Drugi SUV Tesli będzie, ale z lekkim poślizgiem
Tesla Model Y, który będzie drugim modelem z szeroko pojętego segmentu SUV w firmie Elona Muska, pojawi się na rynku z rocznym opóźnieniem. Kompaktowy crossover, zgodnie z obecnym harmonogramem produkcyjnym koncernu, trafi na rynek w 2020 r., a nie jak pierwotnie planowano już w przyszłym roku. W planach Tesli na najbliższe kilka lat są także inne nowości.
Poza zmianą terminu premiery rynkowej zaszła jeszcze jedna istotna zmiana w przypadku tego modelu. Model Y nie zostanie zbudowany na nowej platformie podłogowej, która miała powstać z myślą o elektrycznych SUV-ach. Zostanie on zbudowany na bazie tej samej platformy, na której wytwarzany jest obecnie Model 3. Powód jak najbardziej oczywisty, czyli skrócenie czasu niezbędnego na zaprojektowanie nowego modelu, jak i redukcja kosztów. Tesla musi zacząć bardziej dbać o finanse, co wynika ze sporych strat, jakie firma generuje.

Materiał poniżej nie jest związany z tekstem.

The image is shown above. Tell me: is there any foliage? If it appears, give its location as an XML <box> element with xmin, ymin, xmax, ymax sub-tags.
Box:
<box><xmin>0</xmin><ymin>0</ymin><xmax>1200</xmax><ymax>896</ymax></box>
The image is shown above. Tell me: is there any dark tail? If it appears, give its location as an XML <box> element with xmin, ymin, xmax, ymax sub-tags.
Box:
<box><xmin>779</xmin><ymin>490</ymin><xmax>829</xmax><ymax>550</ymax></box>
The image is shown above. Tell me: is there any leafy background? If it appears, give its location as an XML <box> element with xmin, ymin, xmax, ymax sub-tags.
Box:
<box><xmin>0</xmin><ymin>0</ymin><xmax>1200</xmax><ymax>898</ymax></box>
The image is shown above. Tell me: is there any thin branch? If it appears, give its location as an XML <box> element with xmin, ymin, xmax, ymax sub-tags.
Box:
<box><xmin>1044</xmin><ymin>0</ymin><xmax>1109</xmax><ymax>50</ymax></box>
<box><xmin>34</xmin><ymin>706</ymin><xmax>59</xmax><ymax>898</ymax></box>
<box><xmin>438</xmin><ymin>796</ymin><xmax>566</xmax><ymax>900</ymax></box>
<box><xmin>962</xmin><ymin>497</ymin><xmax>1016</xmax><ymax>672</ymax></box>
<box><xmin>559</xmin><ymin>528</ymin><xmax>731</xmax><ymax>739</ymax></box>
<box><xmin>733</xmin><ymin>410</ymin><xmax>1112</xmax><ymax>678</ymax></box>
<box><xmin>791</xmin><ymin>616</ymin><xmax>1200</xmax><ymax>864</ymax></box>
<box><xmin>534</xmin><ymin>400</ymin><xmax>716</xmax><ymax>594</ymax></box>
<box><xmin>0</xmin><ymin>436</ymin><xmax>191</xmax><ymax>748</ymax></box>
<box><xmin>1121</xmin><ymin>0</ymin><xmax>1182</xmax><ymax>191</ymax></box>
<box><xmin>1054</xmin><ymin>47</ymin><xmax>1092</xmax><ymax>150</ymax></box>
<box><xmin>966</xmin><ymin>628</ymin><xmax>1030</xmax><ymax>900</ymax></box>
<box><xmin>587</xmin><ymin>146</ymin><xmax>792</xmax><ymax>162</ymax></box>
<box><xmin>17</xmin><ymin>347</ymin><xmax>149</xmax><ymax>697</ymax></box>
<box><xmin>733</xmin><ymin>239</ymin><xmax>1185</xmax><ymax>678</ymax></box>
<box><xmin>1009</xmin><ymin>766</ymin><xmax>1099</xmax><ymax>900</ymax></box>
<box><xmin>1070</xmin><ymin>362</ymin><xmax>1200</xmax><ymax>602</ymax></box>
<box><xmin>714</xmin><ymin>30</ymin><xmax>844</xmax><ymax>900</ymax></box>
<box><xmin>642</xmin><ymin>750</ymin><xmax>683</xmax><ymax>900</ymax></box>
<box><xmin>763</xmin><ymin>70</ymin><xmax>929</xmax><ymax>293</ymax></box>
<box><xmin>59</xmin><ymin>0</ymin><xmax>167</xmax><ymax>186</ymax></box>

Model Y ma być ważnym modelem dla firmy. Segment crossoverów cieszy się sporą popularnością, więc jest szansa na większą sprzedaż niż większy Model X, a tym samym na polepszenie wyników finansowych.

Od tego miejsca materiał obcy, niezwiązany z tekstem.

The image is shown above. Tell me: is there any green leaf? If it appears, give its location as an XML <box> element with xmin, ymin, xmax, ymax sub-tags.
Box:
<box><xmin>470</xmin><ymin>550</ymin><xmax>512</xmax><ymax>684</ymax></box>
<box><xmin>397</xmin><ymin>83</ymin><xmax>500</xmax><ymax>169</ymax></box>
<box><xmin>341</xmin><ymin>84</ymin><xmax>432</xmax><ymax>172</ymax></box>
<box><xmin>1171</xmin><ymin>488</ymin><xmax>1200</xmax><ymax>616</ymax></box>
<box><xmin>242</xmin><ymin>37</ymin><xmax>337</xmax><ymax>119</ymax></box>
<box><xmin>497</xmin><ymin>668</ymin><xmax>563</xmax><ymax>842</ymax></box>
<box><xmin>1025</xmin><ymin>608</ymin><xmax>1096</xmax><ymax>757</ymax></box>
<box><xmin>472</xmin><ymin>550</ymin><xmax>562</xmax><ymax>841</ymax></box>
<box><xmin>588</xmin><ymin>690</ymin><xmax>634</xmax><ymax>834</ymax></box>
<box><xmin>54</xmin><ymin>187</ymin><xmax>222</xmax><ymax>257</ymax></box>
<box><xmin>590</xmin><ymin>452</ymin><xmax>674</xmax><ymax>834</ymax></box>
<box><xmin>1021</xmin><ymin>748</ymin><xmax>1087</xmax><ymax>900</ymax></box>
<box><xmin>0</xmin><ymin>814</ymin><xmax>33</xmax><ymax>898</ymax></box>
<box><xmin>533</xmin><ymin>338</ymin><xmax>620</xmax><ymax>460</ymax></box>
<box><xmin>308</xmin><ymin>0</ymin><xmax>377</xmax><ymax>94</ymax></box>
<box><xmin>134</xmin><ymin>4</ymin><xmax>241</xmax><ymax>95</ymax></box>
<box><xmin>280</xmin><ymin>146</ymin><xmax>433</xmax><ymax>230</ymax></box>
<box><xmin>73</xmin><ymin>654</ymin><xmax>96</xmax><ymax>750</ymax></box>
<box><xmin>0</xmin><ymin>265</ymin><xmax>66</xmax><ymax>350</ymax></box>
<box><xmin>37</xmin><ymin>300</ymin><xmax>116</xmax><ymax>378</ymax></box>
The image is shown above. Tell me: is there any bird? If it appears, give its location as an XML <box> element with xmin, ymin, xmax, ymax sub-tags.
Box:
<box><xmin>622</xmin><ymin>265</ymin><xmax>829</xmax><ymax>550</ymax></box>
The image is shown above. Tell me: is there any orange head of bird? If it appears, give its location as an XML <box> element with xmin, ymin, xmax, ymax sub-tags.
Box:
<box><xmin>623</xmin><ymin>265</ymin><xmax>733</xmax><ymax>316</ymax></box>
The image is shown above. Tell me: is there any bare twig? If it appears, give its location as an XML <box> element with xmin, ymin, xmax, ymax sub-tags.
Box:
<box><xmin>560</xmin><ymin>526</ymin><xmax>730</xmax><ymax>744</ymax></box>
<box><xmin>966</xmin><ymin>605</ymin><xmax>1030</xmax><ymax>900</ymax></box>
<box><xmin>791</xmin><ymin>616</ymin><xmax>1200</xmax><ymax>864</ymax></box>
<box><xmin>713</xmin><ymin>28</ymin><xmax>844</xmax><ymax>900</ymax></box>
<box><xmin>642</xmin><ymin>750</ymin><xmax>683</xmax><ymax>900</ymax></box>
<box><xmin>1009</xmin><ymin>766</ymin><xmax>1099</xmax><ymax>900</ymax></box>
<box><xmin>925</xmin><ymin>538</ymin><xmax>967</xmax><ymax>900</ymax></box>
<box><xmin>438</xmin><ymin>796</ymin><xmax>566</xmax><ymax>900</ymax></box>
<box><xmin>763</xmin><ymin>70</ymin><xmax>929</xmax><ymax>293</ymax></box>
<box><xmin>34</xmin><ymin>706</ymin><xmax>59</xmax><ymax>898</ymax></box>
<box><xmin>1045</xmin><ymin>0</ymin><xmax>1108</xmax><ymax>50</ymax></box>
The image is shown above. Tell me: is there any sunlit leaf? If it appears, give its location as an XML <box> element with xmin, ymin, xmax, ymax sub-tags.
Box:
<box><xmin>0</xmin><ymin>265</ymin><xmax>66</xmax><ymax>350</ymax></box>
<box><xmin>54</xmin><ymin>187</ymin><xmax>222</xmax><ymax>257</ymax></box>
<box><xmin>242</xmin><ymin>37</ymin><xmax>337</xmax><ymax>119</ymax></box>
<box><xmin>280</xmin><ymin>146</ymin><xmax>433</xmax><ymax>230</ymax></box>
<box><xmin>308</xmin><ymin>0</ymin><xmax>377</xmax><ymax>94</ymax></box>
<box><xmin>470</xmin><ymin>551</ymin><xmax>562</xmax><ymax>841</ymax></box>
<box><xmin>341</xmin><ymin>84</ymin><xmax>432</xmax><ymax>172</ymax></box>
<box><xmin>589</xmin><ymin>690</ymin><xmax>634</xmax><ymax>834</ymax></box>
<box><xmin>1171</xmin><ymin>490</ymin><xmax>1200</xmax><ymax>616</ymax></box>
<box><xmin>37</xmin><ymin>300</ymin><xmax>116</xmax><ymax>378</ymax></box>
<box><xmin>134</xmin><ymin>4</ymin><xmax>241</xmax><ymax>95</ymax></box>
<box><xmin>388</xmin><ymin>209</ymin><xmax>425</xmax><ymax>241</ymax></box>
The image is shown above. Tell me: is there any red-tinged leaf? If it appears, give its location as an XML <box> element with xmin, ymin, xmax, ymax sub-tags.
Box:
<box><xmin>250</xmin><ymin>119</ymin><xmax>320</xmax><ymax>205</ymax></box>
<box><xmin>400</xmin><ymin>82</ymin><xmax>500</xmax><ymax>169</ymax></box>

Wciąż niestety nie znamy zbyt wielu szczegółów nt. drugiego SUV-a w gamie Tesli. Możemy jedynie się domyślać, że skoro płyta podłogowa będzie pochodziła z Modelu 3, to i cały układ napędowy zostanie zapożyczony z tego modelu. Nieoficjalnie mówi się o dwóch wersjach - standardowej i z wydłużonym zasięgiem. Ta pierwsza będzie mogła przejechać maksymalnie ok. 355 km, zaś druga nawet 500 km. Auto ma być także oferowane z napędem na wszystkie koła.
Jeśli zaś chodzi o stylistykę nowego crossovera Tesli, jak i jej podstawowe funkcjonalności, spodziewamy się mniejszej kopii Modelu X. Musk jakiś czas temu zapowiedział, że również w mniejszym SUV-ie zachowane zostaną unoszonego do góry drzwi. Czas pokaże, czy obietnica ta zostanie dochowana, czy jednak zajdą tu jakieś zmiany.
Model Y nie jest jedyną nowością, jaką Tesla planuje wprowadzić na przestrzeni kilku najbliższych lat. W 2019/2020 r. do oferty ma dołączyć pick-up o nieznanej wciąż jeszcze nazwie, który będzie pierwszym elektrycznym modelem w tym segmencie rynkowym. W kolejnym rynku do oferty ma dołączyć nowa generacja Tesli Roadster. Cały czas też trwają prace nad ciężarową Teslą Semi, a także nad elektrycznym minibusem, który miałby bazować na rozwiązaniach z Modelu X.
Nie tylko jednak nad nowymi modelami pracują inżynierowie Tesli. W zaawansowanym etapie są prace nad panelami słonecznymi, które mogłyby trafić zarówno do nowych modeli Tesli, jak i mogłyby być wykorzystywane do zasilania w prąd budynków. W tym roku firma Elona Muska ma potroić do 18 tys. liczbę dostępnych szybkich punktów ładowania baterii samochodowych.